When planning the rooms, it was important that they could be used as flexibly as possible for various courses outside of medicine - not only as a microscopy room, but also as a multifunctional seminar or laboratory room. Among other things, the former workshops are also the new "home" of the Oldenburg Teaching-Learning Rooms (OLELA). Student teachers meet pupils there in didactic seminars and learn from each other. OLELA offers students the opportunity to try out and develop teaching and learning sequences without having to manage an entire school class at the same time. The young guests from the schools learn exciting things about physics, ethics, textiles and chemistry, for example.
Different groups have different requirements
Ajana Milanovic, a civil engineer from Division 4, and her team have come up with a lot of ideas to ensure that the three neighbouring rooms, which together cover around 340 square metres, meet the needs of these very different groups. For the two microscopy rooms, for example, she developed a cupboard system that was built by the university carpentry workshop. The expensive microscopes are safely stored in drawers and locked away when not in use. She has even thought of a drawer within a drawer, where the specimens for the histology courses are stored.
Despite numerous electrical connections, the group tables can be moved so that they can be pushed together to form larger units or put to one side when students are trying out new teaching methods in the teaching-learning room. There are special chairs in the new rooms so that primary school pupils' feet don't dangle in the air: not only is their seat height-adjustable, but the ring-shaped footrest is too.
Workstations in the library have been upgraded
In the third and smallest room, power and HDMI connections are attached to arms that can be folded down from the ceiling. This enables a free-flowing room concept and also allows experiments with water, as there are no pipes in the floor. There is also modern media technology. A large monitor at the head of the room also serves as a smartboard and projection screen. Students who connect their laptop to one of the technology arms on the ceiling can project their image onto it. All they have to do is press a button on a touchpad embedded in the wall.
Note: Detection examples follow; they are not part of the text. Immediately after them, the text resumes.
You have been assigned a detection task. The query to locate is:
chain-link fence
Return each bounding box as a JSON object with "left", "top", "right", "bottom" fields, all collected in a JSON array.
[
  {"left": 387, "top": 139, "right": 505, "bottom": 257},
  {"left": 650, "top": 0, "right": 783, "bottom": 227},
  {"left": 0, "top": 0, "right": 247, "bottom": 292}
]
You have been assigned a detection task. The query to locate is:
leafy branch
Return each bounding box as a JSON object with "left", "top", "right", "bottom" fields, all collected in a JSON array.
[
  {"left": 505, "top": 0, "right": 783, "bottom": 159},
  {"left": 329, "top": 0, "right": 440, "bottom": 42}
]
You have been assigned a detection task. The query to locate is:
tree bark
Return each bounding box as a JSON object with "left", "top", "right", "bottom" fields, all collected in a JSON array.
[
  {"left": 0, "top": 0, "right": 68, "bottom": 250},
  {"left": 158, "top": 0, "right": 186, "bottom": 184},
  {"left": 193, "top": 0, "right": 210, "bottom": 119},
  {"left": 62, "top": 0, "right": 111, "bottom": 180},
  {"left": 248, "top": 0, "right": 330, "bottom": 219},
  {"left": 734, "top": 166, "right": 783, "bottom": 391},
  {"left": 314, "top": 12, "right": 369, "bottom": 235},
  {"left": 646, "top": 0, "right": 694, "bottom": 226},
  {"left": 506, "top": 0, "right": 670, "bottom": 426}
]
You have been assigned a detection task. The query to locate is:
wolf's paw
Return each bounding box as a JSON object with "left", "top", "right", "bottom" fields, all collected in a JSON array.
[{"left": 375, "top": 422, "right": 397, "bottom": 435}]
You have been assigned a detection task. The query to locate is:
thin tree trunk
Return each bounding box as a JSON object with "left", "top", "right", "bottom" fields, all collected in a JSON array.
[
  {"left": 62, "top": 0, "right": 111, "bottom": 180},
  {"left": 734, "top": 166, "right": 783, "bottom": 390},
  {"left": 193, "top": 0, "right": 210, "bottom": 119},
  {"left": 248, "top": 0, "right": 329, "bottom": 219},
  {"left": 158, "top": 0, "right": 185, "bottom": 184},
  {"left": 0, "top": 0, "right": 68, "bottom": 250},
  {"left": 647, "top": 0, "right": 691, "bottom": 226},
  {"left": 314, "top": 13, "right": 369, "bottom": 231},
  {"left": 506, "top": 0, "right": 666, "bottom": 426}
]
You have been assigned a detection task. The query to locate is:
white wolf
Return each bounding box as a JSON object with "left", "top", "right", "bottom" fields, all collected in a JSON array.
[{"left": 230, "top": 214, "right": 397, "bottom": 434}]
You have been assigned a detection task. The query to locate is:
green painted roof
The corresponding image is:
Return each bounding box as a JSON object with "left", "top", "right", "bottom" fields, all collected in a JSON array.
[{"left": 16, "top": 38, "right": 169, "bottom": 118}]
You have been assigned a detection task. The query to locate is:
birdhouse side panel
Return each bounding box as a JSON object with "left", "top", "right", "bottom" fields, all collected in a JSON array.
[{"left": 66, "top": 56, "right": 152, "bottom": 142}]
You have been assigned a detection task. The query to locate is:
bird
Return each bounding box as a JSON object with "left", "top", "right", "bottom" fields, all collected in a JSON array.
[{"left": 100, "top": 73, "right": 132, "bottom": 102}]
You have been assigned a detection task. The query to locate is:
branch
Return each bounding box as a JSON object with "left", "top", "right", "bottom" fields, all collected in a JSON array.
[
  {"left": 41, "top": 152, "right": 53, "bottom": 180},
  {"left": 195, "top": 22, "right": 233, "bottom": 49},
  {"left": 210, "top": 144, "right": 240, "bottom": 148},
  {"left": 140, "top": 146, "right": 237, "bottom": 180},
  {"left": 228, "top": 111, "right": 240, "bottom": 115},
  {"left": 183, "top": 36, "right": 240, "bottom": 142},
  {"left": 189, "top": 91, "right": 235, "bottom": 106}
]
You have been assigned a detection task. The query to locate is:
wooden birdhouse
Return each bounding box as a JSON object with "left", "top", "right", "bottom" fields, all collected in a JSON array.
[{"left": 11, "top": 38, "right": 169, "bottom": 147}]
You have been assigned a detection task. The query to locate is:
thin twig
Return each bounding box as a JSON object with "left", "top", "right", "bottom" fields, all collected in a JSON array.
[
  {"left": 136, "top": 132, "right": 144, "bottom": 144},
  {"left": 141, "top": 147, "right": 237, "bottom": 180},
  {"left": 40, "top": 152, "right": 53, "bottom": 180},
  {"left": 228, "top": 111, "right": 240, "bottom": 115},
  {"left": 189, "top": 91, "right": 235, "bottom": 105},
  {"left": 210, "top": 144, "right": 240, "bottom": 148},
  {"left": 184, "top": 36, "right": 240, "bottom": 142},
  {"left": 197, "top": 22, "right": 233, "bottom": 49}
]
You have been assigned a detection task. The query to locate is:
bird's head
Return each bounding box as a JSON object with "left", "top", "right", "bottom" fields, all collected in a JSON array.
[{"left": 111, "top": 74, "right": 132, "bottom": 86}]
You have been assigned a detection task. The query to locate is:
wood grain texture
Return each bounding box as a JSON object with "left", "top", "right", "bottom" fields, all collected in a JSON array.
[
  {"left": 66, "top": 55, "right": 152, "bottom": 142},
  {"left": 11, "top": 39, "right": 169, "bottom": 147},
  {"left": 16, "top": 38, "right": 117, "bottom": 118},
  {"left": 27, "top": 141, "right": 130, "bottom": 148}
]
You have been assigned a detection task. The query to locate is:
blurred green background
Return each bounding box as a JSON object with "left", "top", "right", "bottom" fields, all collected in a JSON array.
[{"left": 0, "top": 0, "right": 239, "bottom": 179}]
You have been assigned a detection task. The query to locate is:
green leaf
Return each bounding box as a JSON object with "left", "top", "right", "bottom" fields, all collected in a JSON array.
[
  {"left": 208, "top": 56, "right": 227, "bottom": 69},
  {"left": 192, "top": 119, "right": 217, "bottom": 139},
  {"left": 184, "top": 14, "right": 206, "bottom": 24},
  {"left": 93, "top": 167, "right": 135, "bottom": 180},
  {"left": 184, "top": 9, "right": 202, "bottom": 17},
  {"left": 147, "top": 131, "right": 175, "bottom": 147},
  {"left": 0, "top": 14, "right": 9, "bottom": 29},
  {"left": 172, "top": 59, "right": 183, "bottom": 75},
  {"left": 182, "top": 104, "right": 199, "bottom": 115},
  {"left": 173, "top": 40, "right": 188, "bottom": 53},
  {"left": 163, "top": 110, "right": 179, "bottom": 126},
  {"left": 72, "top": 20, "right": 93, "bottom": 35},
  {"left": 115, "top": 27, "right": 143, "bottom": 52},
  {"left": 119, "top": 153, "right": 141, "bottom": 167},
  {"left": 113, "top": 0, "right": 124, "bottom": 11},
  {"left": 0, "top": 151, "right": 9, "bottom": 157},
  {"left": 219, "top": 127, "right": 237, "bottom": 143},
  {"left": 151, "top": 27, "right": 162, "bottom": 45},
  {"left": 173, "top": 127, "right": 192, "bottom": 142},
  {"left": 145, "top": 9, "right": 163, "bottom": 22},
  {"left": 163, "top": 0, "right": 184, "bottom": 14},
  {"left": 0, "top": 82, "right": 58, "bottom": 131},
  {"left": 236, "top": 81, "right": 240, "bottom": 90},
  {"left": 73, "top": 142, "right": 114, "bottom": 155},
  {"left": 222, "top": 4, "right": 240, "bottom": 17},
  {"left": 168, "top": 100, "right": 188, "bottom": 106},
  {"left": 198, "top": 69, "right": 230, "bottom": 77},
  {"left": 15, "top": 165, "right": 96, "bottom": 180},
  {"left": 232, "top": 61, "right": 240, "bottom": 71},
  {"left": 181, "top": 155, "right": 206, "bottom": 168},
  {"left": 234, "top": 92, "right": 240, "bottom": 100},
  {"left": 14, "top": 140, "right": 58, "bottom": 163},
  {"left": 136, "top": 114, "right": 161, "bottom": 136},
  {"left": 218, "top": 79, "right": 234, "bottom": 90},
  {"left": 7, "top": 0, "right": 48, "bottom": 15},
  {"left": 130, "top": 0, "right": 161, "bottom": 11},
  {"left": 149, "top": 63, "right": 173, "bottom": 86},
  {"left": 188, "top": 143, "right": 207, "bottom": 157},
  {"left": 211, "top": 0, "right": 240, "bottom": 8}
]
Construction and renovation work has also been carried out in several other places on campus in recent months. Work such as the replacement of windows, the installation of LED lighting or fire safety refurbishments are important, but often not immediately visible. For example, extensive electrical work in the library took almost a year and a half: the power supply to the group workstations was replaced on all four floors. After all, when the building was constructed in the 1970s, it was not foreseeable that 50 years later hardly anyone would work there without their own computer.
New floor for A07 is ready
The staff of the Department of Psychology are particularly pleased that the extension of building A07 above their heads has finally been completed. The west wing has been given a new floor. After a year of construction, more than 600 square metres of new office space is now available, which is shared by Division 3 and School V - School of Medicine and Health Sciences.
Outside the campus, opposite the Botanical Garden on Philosophenweg, a major construction project is also in its final stages. In two former buildings of the State Office for Consumer Protection and Food Safety, new laboratories and associated offices provide the necessary space for the research groups of General and Visceral Surgery, Paediatrics and Adolescent Medicine and Gastroenterology. The laboratories of the University Institute for Medical Microbiology and Virology already moved in last year.